And, luckily for Grinling Gibbons, John Evelyn got to know him, and was a very good friend to him. If we read Evelyn’s ‘Diary,’ we learn how it came about.
He tells us how one day he was walking, ‘by mere accident,’ in a field near Sayes Court, when he noticed a ‘poore solitary thatched house.’ He thought he would like to see who lived there, and he went and knocked, but the door was shut, so he looked in at the window.
And he saw the young artist working at his beautiful piece of carving, which was almost finished. Evelyn was so astonished at finding such a skilful craftsman living so humbly that he asked him if he might come in and speak to him.
Gibbons opened the door quite civilly, and Evelyn tells us that when he saw the work close at hand he was quite amazed at its beauty and delicacy. He asked the young carver why he lived in such a lonely spot, and Gibbons told him that he wanted to have time ‘to work hard at his profession without interruption.’
Then Evelyn, who was always ready to do a kind action and to help people, volunteered to introduce him to some ‘great man,’ who might, perhaps, buy the piece of carving, and asked the sum for which Gibbons would sell it.
The craftsman replied modestly that ‘he was but a beginner, but he thought that the carving was worth a hundred pounds.’
Mr. Evelyn thought that it was quite worth a hundred pounds too, and so the very next time that he went to Court he told King Charles about it, and asked him if he might invite the young artist to bring the piece of work to Whitehall when it was finished, in order that the King might see it.
King Charles said ‘Yes,’ and kind-hearted John Evelyn was delighted, for he felt certain that as soon as the King saw it he would buy it.
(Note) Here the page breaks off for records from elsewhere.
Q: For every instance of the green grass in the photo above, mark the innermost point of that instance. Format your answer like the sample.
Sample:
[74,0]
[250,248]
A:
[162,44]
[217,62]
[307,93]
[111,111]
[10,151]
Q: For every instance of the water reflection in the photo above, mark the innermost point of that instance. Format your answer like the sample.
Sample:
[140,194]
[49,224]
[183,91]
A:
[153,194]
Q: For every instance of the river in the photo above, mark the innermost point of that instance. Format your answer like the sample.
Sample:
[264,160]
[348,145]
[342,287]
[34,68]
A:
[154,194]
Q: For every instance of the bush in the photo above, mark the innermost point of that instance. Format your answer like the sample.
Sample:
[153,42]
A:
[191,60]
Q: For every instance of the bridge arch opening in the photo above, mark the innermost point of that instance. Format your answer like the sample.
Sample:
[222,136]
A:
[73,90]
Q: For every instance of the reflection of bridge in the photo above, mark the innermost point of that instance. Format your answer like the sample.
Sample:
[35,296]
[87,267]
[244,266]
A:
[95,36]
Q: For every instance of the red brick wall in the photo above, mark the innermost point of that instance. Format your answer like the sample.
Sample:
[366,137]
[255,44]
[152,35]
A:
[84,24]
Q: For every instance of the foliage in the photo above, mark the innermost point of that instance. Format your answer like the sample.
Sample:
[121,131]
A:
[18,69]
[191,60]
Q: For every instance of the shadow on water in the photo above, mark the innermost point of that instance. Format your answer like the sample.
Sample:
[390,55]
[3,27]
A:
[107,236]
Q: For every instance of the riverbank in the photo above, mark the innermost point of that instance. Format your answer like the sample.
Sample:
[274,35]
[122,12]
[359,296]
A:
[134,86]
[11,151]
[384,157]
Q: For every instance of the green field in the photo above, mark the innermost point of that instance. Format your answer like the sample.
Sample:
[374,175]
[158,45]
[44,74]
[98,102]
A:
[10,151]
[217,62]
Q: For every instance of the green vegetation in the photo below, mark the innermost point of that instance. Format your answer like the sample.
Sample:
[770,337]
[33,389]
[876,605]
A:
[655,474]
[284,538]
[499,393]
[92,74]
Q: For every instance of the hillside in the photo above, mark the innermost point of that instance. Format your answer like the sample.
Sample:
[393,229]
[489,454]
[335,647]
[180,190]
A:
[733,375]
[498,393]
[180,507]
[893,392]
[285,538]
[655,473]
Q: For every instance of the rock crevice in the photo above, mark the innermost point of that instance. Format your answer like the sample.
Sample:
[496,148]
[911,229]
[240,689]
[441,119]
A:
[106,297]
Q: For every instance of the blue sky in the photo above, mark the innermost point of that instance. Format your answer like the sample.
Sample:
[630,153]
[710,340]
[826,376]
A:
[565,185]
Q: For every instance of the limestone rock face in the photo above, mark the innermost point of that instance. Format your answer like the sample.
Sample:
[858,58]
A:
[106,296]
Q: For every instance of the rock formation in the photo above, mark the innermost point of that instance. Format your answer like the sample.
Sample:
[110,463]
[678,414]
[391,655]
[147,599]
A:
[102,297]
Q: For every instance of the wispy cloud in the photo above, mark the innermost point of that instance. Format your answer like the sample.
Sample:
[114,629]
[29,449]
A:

But, alas! his expectations were dashed to the ground by a French ‘peddling woman,’ who sold ‘petticoats and fauns and baubles out of France’ to the Queen and the ladies of her Court. And this was how it happened.
When the piece of carving was brought to the Palace, the King admired it very much, and would have bought it, but he thought that he would ask his wife first how she liked it. So he gave orders that it was to be carried into the Queen’s apartments, so that she could see it. She also admired it, and was anxious that the King should buy it; but an old Frenchwoman chanced to be in the room—the ‘peddling woman,’ as Evelyn calls her—who was in the habit of bringing over gloves, and fans, and things of that sort, from France, and selling them to the Court ladies. When she heard the price that Charles proposed to give for the carving, she was afraid that the Queen would run short of money, and so would not be able to buy so many things from her as she usually did.
So, when the King left the room, she began to criticize the carving, and to find fault with it, and the foolish Queen believed that what she said was true, and when the King came back, she persuaded him not to buy it. So poor Grinling had to carry it back to his little cottage at Deptford, and he afterwards sold it to a nobleman for eighty pounds.